Елену Михайловну там, в больничной палате, охватывал ужас, хотелось бежать обратно, как только пришла, чтобы не видеть этих страдальчески сомкнутых губ, мутных глаз, не чувствовать запаха нечистого, почти неживого уже тела, смерти, боли. У Раи были метастазы в позвоночнике, она перестала вставать, потом даже повернуться в постели не могла, появились пролежни. На костлявом крестце куском отслаивалась кожа. Первый раз, помогая медсестре ворочать и обрабатывать больную, Елена Михайловна почти потеряла сознание. Видеть это она была не в состоянии. Но и бросить здесь Райку одну, наедине с мукой и близким концом она не могла. Сводная сестра и другие родственники приходили к ней очень редко. Елена Михайловна приносила деньги нянечкам и сестрам, чтоб ухаживали, обрабатывали. Это все было не для нее – горшки, вонь, мокрые простыни, запах гнилости. И как она теперь вернулась к этим мокрым тряпкам! Кабы знать… Райка хватала за руку, тянула рядом с собой на влажную кровать, бормотала, задыхаясь: «Я ведь ни одной молитвы не знаю, ни русской, ни еврейской. Я никто и пойду в никуда, Господи, кто ты мой, где ты мой, Господи!»
И уже пред уходом опять тянула к Елене иссушенные костлявые руки: «Лена, где я буду, где?» И падала на подушки, крича от боли, выла звериным воем, стонала, обессилев, погружаясь в спасительное забытье. Бежать, бежать! Так и умерла одна там, в больнице, несчастная Райка, не призванная ни одним Богом.
Елена Михайловна тогда же решила, что конец свой встретит непременно дома, ни в какой больнице не останется и умирать будет, когда уже сама захочет, старухой.
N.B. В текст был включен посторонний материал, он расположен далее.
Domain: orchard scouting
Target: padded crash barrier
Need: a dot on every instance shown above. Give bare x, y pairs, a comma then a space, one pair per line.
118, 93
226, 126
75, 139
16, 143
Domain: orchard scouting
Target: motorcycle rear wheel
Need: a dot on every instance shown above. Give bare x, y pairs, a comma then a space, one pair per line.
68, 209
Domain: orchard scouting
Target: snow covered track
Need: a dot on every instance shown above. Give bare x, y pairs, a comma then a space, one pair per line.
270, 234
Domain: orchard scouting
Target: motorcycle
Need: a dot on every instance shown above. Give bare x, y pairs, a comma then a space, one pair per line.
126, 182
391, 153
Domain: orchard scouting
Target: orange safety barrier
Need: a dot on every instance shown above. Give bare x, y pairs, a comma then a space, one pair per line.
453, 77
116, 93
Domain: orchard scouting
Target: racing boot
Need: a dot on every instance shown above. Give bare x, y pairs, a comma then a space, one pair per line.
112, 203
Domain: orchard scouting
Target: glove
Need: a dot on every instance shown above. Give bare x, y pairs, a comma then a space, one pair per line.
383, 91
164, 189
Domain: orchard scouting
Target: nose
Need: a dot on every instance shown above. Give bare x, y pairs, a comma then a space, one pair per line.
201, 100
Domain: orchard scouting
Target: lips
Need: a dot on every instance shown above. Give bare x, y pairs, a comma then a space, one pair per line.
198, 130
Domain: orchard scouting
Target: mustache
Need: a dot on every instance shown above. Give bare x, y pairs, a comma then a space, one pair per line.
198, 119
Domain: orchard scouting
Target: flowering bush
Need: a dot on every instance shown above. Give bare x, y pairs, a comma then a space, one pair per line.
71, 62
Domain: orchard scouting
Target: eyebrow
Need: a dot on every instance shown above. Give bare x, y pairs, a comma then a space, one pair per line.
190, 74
Смерти и физических страданий она боялась страшно, с раннего детства у нее случались приступы паники, глухого беспричинного ужаса. Не хватало веры, но и неверия полного тоже не было. Где я буду?
Много в голову приходило тяжелых мыслей после Сережиного отъезда, появилась какая-то апатия, тоска. Ничего не хотелось делать, работа не радовала, книги не радовали, ученики не радовали. Елена Михайловна несколько лет как стала профессором, готовилось под ее руководством несколько защит, выходили лекции в новом издании, еще кое-что в соавторстве. Работы, как всегда, было много, и интересной, и привычной – студенты, командировки. Планировалось организовать к девяностолетию Григорий Львовича большую конференцию, в связи с чем некоторые его работы надо было подготовить к переизданию, кое-что найти, разобрать бумаги, фотографии для стенда. Конечно, Елену Михайловну как вдову и коллегу поставили во главу оргкомитета, но не хватало сил все это делать. Не моглось.
И Наде не моглось, и Леве. Сидели каждый в своей комнате, Надя – на кухне, без сил и слов. Сережина старенькая гитара дребезжала на стене, если кто-то проходил мимо. Надя прибралась в его комнате, застелила чистым постель, переставила цветы из кабинета, заходила вечером посидеть с книгой, как раньше при Сереже. Потом перестала, потом стали ставить туда разный хлам, банки с компотом, старые журналы. Осталась неприкосновенной гитара и книжная полка, заставленная фотографиями.
Десять лет жили письмами и звонками, со стороны казалось, что ничего, кроме этого, в их жизни нет.
А ведь было, было! И юбилей Григория Львовича, и Горбачев, и бдения перед телевизором, новая страна, новые книги и фильмы, которых раньше быть не могло, посиделки на кухне, газеты и журналы – Елена Михайловна их читала, как трудповинность отбывала – ежедневно. Были опять карточки и голодное время, Надя сажала на даче картошку. Все повторялось, иногда казалось, что опять интересно жить… Конечно, не двадцатый съезд, той эйфории испытать больше не удалось. Да и не с кем было ее делить. Без Гриши.